# Question 4
Using image of numbers classify them using beyes theorm. Note that here the parameters of guassian are unknown so with parameter estimation methods such as MLE, first calculate the parameters of guassian distribution and then use the beyes theorm to classify images. Divide images dataset into half training and half test set.

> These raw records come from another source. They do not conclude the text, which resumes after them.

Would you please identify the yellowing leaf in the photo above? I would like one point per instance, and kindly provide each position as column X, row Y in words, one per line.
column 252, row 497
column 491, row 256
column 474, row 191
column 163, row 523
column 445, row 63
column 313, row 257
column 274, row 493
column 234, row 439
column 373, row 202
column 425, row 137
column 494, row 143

Going through the MLE (Maximum likelihood) method we calculate the $p(D|\theta)$ and $D = {x_1, x_2, ..., x_n}$. To find the $\hat{\theta}_{ML}$, we need to find the max argument of $p(D|\theta)$. As the eqaution below:
$$
\begin{equation}
\hat{\theta}_{ML} = argmax \; p(D|\theta) =>  p({x_1, x_2, ..., x_n} | \theta) = \prod_{i=1}^{n} p(x_i | \theta)
\end{equation} 
$$
and if we continue the equation above we will find the argmax as the derivative of $p(D|\theta)$ with respect to $\theta$.
$$
\begin{equation}
\hat{\theta}_{ML} = \prod_{i=1}^{n} p(x_i | \theta) \; d\theta = 0
\end{equation} 
$$
To make it more simple we can apply the logarithm to the equation to make the product as a summation
$$
\begin{equation}
\hat{\theta}_{ML} = ln \;(\prod_{i=1}^{n} p(x_i | \theta) \; d\theta) = 0 \quad => \quad \hat{\theta}_{ML} = \sum_{i=1}^{n} ln \; p(x_i | \theta) \; d\theta = 0
\end{equation} 
$$

We will choose the normal distribution function and using the equation 3 we will find the mean and covariance as below:
$$
\begin{equation}
\hat{\mu} = \frac{1}{n} \sum_{k=1}^{n} x_k
\end{equation}
$$
$$
\begin{equation}
\hat{\Sigma} = \frac{1}{n} (x_k - \hat{\mu}) (x_k - \hat{\mu})^t 
\end{equation}
$$
So lets get to work and first calculate the $\hat{\mu}$ and $\hat{\Sigma}$.

In [2]:
import numpy as np
import pandas as pd

In [4]:
## read dataset
dataset = pd.read_csv('../numbers dataset/usps_images.csv')
dataset.head()

Unnamed: 0,feature_0,feature_1,feature_2,feature_3,feature_4,feature_5,feature_6,feature_7,feature_8,feature_9,...,feature_247,feature_248,feature_249,feature_250,feature_251,feature_252,feature_253,feature_254,feature_255,label
0,0,8,0,0,6,2,0,4,0,11,...,4,5,0,0,1,0,0,0,6,0
1,0,0,9,0,4,0,6,6,0,10,...,4,8,0,0,9,0,4,8,0,0
2,1,0,0,0,0,2,4,4,0,5,...,4,9,0,0,2,0,0,0,1,0
3,0,0,0,0,3,4,2,0,0,4,...,9,6,0,5,1,0,0,0,5,0
4,0,3,0,0,9,0,5,2,1,0,...,0,0,2,4,3,0,0,0,0,0


In [6]:
def divide_dataframe(dataset, validation_split, label_string):
    """
    Divide a pandas dataframe into two dataframes

    INPUTS:
    ---------
    dataset:  the pandas dataframe that is going to be splited
    validation_split:  the partition of how the validation set will be, example: 0.1
    label:  For a multiclass classification, we need the label to get sample from each label (Must be an string)

    OUTPUTS:
    ---------
    train_set:  pandas dataframe, the partition of training set
    valid_set:  pandas dataframe, the partition of validation set  
    """

    assert ((validation_split >0) & (validation_split < 1)), "[ERROR] validation_split must be between 0 and 1!"
    columns = dataset.columns
    train_images = pd.DataFrame(columns=columns)
    validation_images = pd.DataFrame(columns=columns)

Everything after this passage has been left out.